Devlet başkanı Duterte bugün, Marcos diktatörlüğünü aratmayan bir sertlikle ülkeyi yönetiyor. Tıpkı eskiden olduğu gibi hukuksuzluk, yolsuzluklar, liyakatsiz kadroların bürokrasideki hakimiyeti, giderek daha derin bir krize dönüşen insan hakları ihlalleri bugün de Filipinler’i yaşanması zor bir ülke haline getiriyor.
Filipinler’de bugün hüküm süren siyasi sistem ve yapı, aralarında Türkiye’nin de bulunduğu demokrasiden giderek uzaklaşan otoriter yapılardakine benzer özellikler taşıyor. Tordesillas ülkedeki bu durumun sorumluluğunun biraz da seçmende olduğunu vurgulamadan edemiyor.
Kıdemli gazeteci Tordesillas, Marcos sonrasında başarıya ulaşamayan yapısal reformlar ve yetersiz ve bir derde deva olmayan demokratik adımlar sonrasında bir kısım halk kitlesinin “Bu kadar demokrasi fazla, bu ülkeye güçlü adam lazım” demeye başladığını ve otoriter Duterte’nin böylece iktidara geldiğini anlatıyor. Tordesillas, halkın bu yöneliminde, Marcos’tan sonra idareyi ele alıp, beklentileri karşılayamayan yöneticilerin de payı olduğunu vurguluyor.
Imelda Marcos Ayakkabı Müzesi / Fotoğraf:Milliyet
Benzer işler
Özellikle son dönemde Türkiye’de "organize suç örgütü liderliğinden" aranan ve ardından "yolsuzluklarla suçlanan" eski bir bakanın itiraf ve iddialarındaki benzerliklere bakıldığında, Duterte yönetimini Türkiyeli okuyucunun anlamasının zor olmayacağı aşikâr. Duterte’nin yönetim anlayışını Tordesillas’tan dinleyelim:
“Kampanyası boyunca Duterte Filipinlilerin güvendikleri yöneticiler tarafından ihanete uğradıkları yönündeki hissiyatı üzerinden seslendi kitlelere. Dedi ki, ‘yolsuzluklara bulaşanları öldüreceğim.’ Alkışladılar.
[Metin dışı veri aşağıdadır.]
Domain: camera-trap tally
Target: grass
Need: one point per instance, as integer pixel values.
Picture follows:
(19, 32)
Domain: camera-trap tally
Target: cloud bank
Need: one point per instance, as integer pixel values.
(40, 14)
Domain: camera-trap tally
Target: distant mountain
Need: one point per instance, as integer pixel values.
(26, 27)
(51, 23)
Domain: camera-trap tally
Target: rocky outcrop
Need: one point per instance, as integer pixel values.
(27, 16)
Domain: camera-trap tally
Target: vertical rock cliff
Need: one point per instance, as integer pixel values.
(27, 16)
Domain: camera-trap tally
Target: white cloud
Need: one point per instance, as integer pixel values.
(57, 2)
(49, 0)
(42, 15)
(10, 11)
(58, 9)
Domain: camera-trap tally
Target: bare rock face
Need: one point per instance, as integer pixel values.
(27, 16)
Belki de halkın istediklerinden biri buydu. Önceki devlet başkanlarının elit tabakadan geldiğini düşünüyorlardı. Eski devlet başkanları iyi eğitimliydi. Fakat bunlar tam olarak halkın istediği şeyler değildi.
"Tabii Duterte halkın, sokağın dilini konuşuyordu. Bir gün şöyle dedi: ‘Ben o kadar zeki değilim. Sınavları hep zor geçtim. Okul dört yıllıktı, bitirmesi çok daha uzun yıllarımı aldı.’ Bunları hep tekrar etti. Duterte bir avukat. Baro sınavlarını ne kadar zor geçtiğini anlattı halka, alabileceği en düşük puanla geçmişti sınıfları. İnsanlar kendileriyle Duterte arasında bunlar üzerinden özdeşlik kurdular. Onun bu halini beğendiler, ‘o bizden biri’ diye düşündüler. Duterte daha önce bir kentin belediye başkanıydı. Daha o zamandan iyi tanınıyordu ülkede.
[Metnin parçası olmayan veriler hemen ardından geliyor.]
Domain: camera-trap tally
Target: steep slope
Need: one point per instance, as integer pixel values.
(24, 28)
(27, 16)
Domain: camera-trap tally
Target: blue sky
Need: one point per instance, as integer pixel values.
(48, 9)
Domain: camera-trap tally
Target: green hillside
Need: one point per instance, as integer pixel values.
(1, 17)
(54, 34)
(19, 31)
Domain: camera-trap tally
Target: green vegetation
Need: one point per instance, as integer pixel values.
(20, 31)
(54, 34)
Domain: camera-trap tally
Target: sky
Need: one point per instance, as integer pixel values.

"Yerel siyasetçi kimliğini ulusal düzeyde hayata geçirmek istiyordu. Halk bunun mümkün olacağına inanıyordu. Ayrıca çok iyi bir propaganda ekibi kurmuştu. Ekonomist değildi, bir entelektüel hiç değildi. Kitlelerin hoşuna gidecek şeyler söylüyordu. Ekonomik meseleler ve geçim sorunu anketlerde hep öne çıkıyordu.
"Fakat bunlar halk için sıkıcı konular. Rakipleri piyasalardan, oranlardan, ekonomiden bahsederken o ‘huzur ve güven’ temalı konuşmalar yapıyordu. İnsanlar da bu kaygıyı satın aldılar. Diyordu ki, ‘Sokakları sizin için güvenli hale getireceğim, bütün uyuşturucu bağımlılarını öldüreceğim. Sokaklardan kan akacak’. Abartılı bir retorikti bu. Hiçbirimiz bu söylediklerini gerçekten yapacağını düşünmemiştik. Ama yaptı, sokaklar kana, kırmızıya boyandı.”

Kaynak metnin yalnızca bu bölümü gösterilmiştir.